Histopathological findings of interstitial cell tumor. Proliferation of interstitial cells with abundant granular weakly eosinophilic cytoplasm and round to oval, small nuclei divided into compact nests by fine vascular connective tissues. Mitotic figures were absent. Bar=25 µm.

Fig. 10.

Immunohistochemistry of StAR. In the left lower area, germ cells and Sertoli cells were negative for StAR. In contrast, the cytoplasmic granules of interstitial cells were positive for StAR in the right upper area. The boundary between MGSCT and interstitial cell tumor was distinct. Bar=50 µm.

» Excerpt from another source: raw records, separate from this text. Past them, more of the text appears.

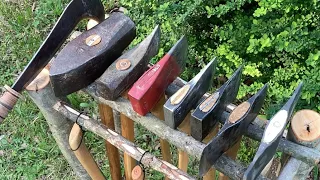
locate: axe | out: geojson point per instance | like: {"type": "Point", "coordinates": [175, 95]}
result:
{"type": "Point", "coordinates": [271, 136]}
{"type": "Point", "coordinates": [147, 94]}
{"type": "Point", "coordinates": [73, 13]}
{"type": "Point", "coordinates": [234, 127]}
{"type": "Point", "coordinates": [180, 104]}
{"type": "Point", "coordinates": [119, 77]}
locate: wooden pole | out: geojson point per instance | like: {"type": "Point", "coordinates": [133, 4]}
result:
{"type": "Point", "coordinates": [76, 141]}
{"type": "Point", "coordinates": [106, 115]}
{"type": "Point", "coordinates": [58, 124]}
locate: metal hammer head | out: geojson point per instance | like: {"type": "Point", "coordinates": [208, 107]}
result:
{"type": "Point", "coordinates": [271, 136]}
{"type": "Point", "coordinates": [85, 58]}
{"type": "Point", "coordinates": [147, 91]}
{"type": "Point", "coordinates": [178, 105]}
{"type": "Point", "coordinates": [234, 127]}
{"type": "Point", "coordinates": [207, 114]}
{"type": "Point", "coordinates": [121, 74]}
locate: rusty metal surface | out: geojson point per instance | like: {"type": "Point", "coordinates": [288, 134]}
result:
{"type": "Point", "coordinates": [271, 137]}
{"type": "Point", "coordinates": [73, 13]}
{"type": "Point", "coordinates": [175, 113]}
{"type": "Point", "coordinates": [202, 122]}
{"type": "Point", "coordinates": [231, 131]}
{"type": "Point", "coordinates": [121, 74]}
{"type": "Point", "coordinates": [78, 64]}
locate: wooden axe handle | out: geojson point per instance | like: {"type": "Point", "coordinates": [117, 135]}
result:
{"type": "Point", "coordinates": [76, 143]}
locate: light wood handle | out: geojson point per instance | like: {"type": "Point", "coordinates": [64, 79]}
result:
{"type": "Point", "coordinates": [76, 143]}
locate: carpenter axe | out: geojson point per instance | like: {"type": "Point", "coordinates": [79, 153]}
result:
{"type": "Point", "coordinates": [271, 136]}
{"type": "Point", "coordinates": [73, 13]}
{"type": "Point", "coordinates": [234, 127]}
{"type": "Point", "coordinates": [85, 58]}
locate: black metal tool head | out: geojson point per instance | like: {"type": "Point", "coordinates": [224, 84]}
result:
{"type": "Point", "coordinates": [178, 105]}
{"type": "Point", "coordinates": [85, 58]}
{"type": "Point", "coordinates": [234, 127]}
{"type": "Point", "coordinates": [271, 136]}
{"type": "Point", "coordinates": [207, 114]}
{"type": "Point", "coordinates": [73, 13]}
{"type": "Point", "coordinates": [121, 74]}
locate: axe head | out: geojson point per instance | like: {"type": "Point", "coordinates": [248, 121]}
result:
{"type": "Point", "coordinates": [85, 58]}
{"type": "Point", "coordinates": [178, 105]}
{"type": "Point", "coordinates": [234, 127]}
{"type": "Point", "coordinates": [147, 91]}
{"type": "Point", "coordinates": [271, 136]}
{"type": "Point", "coordinates": [121, 74]}
{"type": "Point", "coordinates": [209, 111]}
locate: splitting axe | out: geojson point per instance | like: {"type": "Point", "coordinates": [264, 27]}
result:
{"type": "Point", "coordinates": [271, 136]}
{"type": "Point", "coordinates": [73, 13]}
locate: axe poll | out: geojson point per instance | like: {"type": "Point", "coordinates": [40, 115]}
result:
{"type": "Point", "coordinates": [73, 13]}
{"type": "Point", "coordinates": [234, 127]}
{"type": "Point", "coordinates": [271, 136]}
{"type": "Point", "coordinates": [114, 82]}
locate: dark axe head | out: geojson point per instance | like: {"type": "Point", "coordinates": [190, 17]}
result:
{"type": "Point", "coordinates": [85, 58]}
{"type": "Point", "coordinates": [271, 137]}
{"type": "Point", "coordinates": [209, 111]}
{"type": "Point", "coordinates": [121, 74]}
{"type": "Point", "coordinates": [147, 91]}
{"type": "Point", "coordinates": [73, 13]}
{"type": "Point", "coordinates": [234, 127]}
{"type": "Point", "coordinates": [178, 105]}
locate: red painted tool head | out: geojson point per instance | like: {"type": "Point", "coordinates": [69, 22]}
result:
{"type": "Point", "coordinates": [147, 91]}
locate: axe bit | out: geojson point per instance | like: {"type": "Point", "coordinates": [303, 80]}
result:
{"type": "Point", "coordinates": [73, 13]}
{"type": "Point", "coordinates": [85, 58]}
{"type": "Point", "coordinates": [234, 127]}
{"type": "Point", "coordinates": [271, 136]}
{"type": "Point", "coordinates": [178, 105]}
{"type": "Point", "coordinates": [209, 111]}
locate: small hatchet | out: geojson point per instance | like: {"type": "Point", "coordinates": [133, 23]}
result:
{"type": "Point", "coordinates": [119, 77]}
{"type": "Point", "coordinates": [180, 104]}
{"type": "Point", "coordinates": [73, 13]}
{"type": "Point", "coordinates": [234, 127]}
{"type": "Point", "coordinates": [147, 94]}
{"type": "Point", "coordinates": [271, 136]}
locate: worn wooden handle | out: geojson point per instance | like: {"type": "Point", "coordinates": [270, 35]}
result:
{"type": "Point", "coordinates": [7, 102]}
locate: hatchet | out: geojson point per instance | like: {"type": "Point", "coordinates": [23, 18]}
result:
{"type": "Point", "coordinates": [147, 94]}
{"type": "Point", "coordinates": [180, 104]}
{"type": "Point", "coordinates": [73, 13]}
{"type": "Point", "coordinates": [85, 58]}
{"type": "Point", "coordinates": [234, 127]}
{"type": "Point", "coordinates": [119, 77]}
{"type": "Point", "coordinates": [271, 136]}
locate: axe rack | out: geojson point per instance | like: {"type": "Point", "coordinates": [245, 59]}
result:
{"type": "Point", "coordinates": [193, 147]}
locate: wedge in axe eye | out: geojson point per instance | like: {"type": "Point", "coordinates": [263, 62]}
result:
{"type": "Point", "coordinates": [271, 136]}
{"type": "Point", "coordinates": [121, 74]}
{"type": "Point", "coordinates": [234, 127]}
{"type": "Point", "coordinates": [209, 111]}
{"type": "Point", "coordinates": [85, 58]}
{"type": "Point", "coordinates": [147, 91]}
{"type": "Point", "coordinates": [178, 105]}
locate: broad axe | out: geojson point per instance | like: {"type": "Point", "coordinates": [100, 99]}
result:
{"type": "Point", "coordinates": [73, 13]}
{"type": "Point", "coordinates": [147, 94]}
{"type": "Point", "coordinates": [234, 127]}
{"type": "Point", "coordinates": [271, 136]}
{"type": "Point", "coordinates": [85, 58]}
{"type": "Point", "coordinates": [208, 113]}
{"type": "Point", "coordinates": [119, 77]}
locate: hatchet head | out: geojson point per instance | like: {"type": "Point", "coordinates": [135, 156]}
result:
{"type": "Point", "coordinates": [147, 91]}
{"type": "Point", "coordinates": [209, 111]}
{"type": "Point", "coordinates": [121, 74]}
{"type": "Point", "coordinates": [178, 105]}
{"type": "Point", "coordinates": [271, 136]}
{"type": "Point", "coordinates": [85, 58]}
{"type": "Point", "coordinates": [234, 127]}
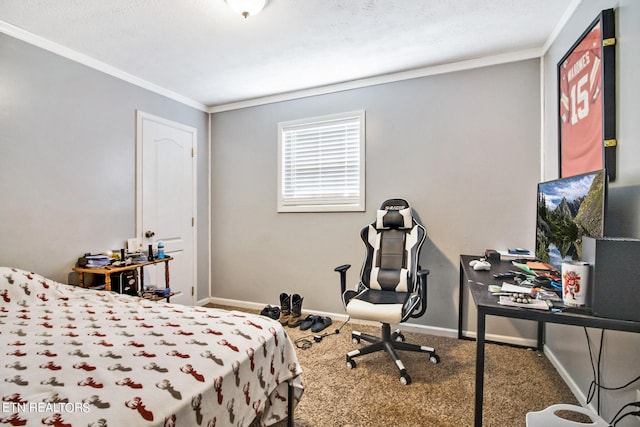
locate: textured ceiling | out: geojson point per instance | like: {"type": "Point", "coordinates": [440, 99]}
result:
{"type": "Point", "coordinates": [203, 51]}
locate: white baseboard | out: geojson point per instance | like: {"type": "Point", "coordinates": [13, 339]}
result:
{"type": "Point", "coordinates": [577, 392]}
{"type": "Point", "coordinates": [519, 341]}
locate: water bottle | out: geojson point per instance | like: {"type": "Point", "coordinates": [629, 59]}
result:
{"type": "Point", "coordinates": [160, 250]}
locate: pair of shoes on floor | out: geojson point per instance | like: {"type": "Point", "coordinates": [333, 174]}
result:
{"type": "Point", "coordinates": [316, 323]}
{"type": "Point", "coordinates": [290, 310]}
{"type": "Point", "coordinates": [272, 312]}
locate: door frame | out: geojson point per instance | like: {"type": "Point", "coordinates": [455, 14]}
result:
{"type": "Point", "coordinates": [140, 117]}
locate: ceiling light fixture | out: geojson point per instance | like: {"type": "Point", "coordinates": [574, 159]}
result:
{"type": "Point", "coordinates": [246, 7]}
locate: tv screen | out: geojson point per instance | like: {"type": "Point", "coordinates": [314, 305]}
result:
{"type": "Point", "coordinates": [568, 209]}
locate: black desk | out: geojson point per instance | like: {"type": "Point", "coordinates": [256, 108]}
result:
{"type": "Point", "coordinates": [487, 305]}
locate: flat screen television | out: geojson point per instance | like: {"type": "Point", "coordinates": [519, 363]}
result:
{"type": "Point", "coordinates": [568, 209]}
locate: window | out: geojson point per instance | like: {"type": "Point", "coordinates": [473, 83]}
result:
{"type": "Point", "coordinates": [321, 164]}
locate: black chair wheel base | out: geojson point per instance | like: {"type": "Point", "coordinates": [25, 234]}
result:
{"type": "Point", "coordinates": [351, 363]}
{"type": "Point", "coordinates": [405, 379]}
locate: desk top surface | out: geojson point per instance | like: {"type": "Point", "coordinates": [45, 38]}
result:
{"type": "Point", "coordinates": [113, 269]}
{"type": "Point", "coordinates": [487, 303]}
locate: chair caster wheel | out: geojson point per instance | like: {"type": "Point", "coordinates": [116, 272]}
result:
{"type": "Point", "coordinates": [405, 379]}
{"type": "Point", "coordinates": [350, 363]}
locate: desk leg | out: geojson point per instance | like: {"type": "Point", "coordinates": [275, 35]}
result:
{"type": "Point", "coordinates": [460, 301]}
{"type": "Point", "coordinates": [166, 277]}
{"type": "Point", "coordinates": [479, 368]}
{"type": "Point", "coordinates": [540, 336]}
{"type": "Point", "coordinates": [107, 282]}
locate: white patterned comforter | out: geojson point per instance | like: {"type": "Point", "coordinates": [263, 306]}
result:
{"type": "Point", "coordinates": [76, 357]}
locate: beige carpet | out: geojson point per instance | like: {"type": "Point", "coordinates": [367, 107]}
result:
{"type": "Point", "coordinates": [516, 381]}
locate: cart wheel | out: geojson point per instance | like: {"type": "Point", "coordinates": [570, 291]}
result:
{"type": "Point", "coordinates": [350, 363]}
{"type": "Point", "coordinates": [405, 379]}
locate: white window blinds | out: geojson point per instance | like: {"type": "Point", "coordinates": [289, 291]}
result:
{"type": "Point", "coordinates": [321, 164]}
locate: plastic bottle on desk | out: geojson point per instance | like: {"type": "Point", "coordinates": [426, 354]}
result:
{"type": "Point", "coordinates": [160, 250]}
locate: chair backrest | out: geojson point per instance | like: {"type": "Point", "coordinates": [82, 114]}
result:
{"type": "Point", "coordinates": [393, 243]}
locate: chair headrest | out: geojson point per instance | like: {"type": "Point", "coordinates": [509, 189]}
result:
{"type": "Point", "coordinates": [394, 213]}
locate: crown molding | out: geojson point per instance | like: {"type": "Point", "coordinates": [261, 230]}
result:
{"type": "Point", "coordinates": [386, 78]}
{"type": "Point", "coordinates": [41, 42]}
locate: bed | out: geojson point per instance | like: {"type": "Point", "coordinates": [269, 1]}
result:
{"type": "Point", "coordinates": [71, 356]}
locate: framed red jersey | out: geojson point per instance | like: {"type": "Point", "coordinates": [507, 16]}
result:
{"type": "Point", "coordinates": [586, 101]}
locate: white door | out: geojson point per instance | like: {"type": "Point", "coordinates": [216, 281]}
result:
{"type": "Point", "coordinates": [166, 199]}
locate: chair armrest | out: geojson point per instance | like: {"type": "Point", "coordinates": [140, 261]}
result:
{"type": "Point", "coordinates": [342, 269]}
{"type": "Point", "coordinates": [422, 291]}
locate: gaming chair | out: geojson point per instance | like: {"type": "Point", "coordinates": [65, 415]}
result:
{"type": "Point", "coordinates": [392, 286]}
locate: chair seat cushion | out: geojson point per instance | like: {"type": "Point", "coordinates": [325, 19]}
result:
{"type": "Point", "coordinates": [380, 306]}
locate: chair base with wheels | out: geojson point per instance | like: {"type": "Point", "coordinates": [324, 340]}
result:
{"type": "Point", "coordinates": [390, 342]}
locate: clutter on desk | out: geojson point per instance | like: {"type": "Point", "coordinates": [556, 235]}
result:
{"type": "Point", "coordinates": [480, 264]}
{"type": "Point", "coordinates": [516, 253]}
{"type": "Point", "coordinates": [93, 261]}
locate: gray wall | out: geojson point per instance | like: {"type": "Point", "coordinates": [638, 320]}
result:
{"type": "Point", "coordinates": [463, 148]}
{"type": "Point", "coordinates": [568, 344]}
{"type": "Point", "coordinates": [67, 160]}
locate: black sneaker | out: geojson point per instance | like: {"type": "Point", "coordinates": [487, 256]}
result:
{"type": "Point", "coordinates": [271, 312]}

Histological and immunohistochemical findings indicated that the testicular mass in the present case consisted of an admixture of the tumor cells originating from germ cells and from the sex-cord driven cells concurrent with an interstitial cell tumor. Testicular tumors in domestic animals are classified as germ cell tumors sex cord-stromal tumors, and MGSCT, but MGSCT is very rare [8]. The neoplasm characterized by intimately mixed germ cells and sex cord stromal cells has been divided into MGSCT and gonadoblastoma. In humans, gonadoblastomas consist of discrete nests separated by fibrous stroma containing Call-Exner bodies or calcified foci [15]. Though gonadoblastomas are not included in the World Health Organization classification of tumors that occur in domestic animals, detection of gonadoblastomas has been reported in two canines, two rabbits and in a lesser galago [7, 8, 16]. On the other hand, MGSCTs typically consist of diffuse admixed proliferation of two cell types, and Call-Exner bodies are usually absent [17]. The present case consisted of various sizes of irregular nests containing germ cell and Sertoli cell components. However, there were neither Call-Exner bodies nor any calcified foci, and thus, the tumor was diagnosed as a MGSCT.

In humans, two thirds of gonadoblastomas contain various amounts of interstitial cell component, and gonadoblastomas reported in a stallion have described that an MGSCT contained foci of interstitial cells that were considered interstitial cell-differentiation of neoplastic sex cord-stromal cell components [2, 4, 15]. Further, two cases of concurrent MGSCT and interstitial cell tumors have been reported in canines [12, 13]. In the present case, gross and histopathological findings indicated that the proliferation of interstitial cells was located outside the neoplastic tissue and was compressed by the MGSCT. In addition, no proliferation of germ cells and Sertoli cells was noted in the proliferating area of the interstitial cells. Thus, the proliferation of the interstitial cells was considered a concurrent tumor rather than a neoplastic component of the MGSCT.

To our knowledge, the present case is the first report of a MGSCT with an associated interstitial cell tumor occurring in the testis of a ferret.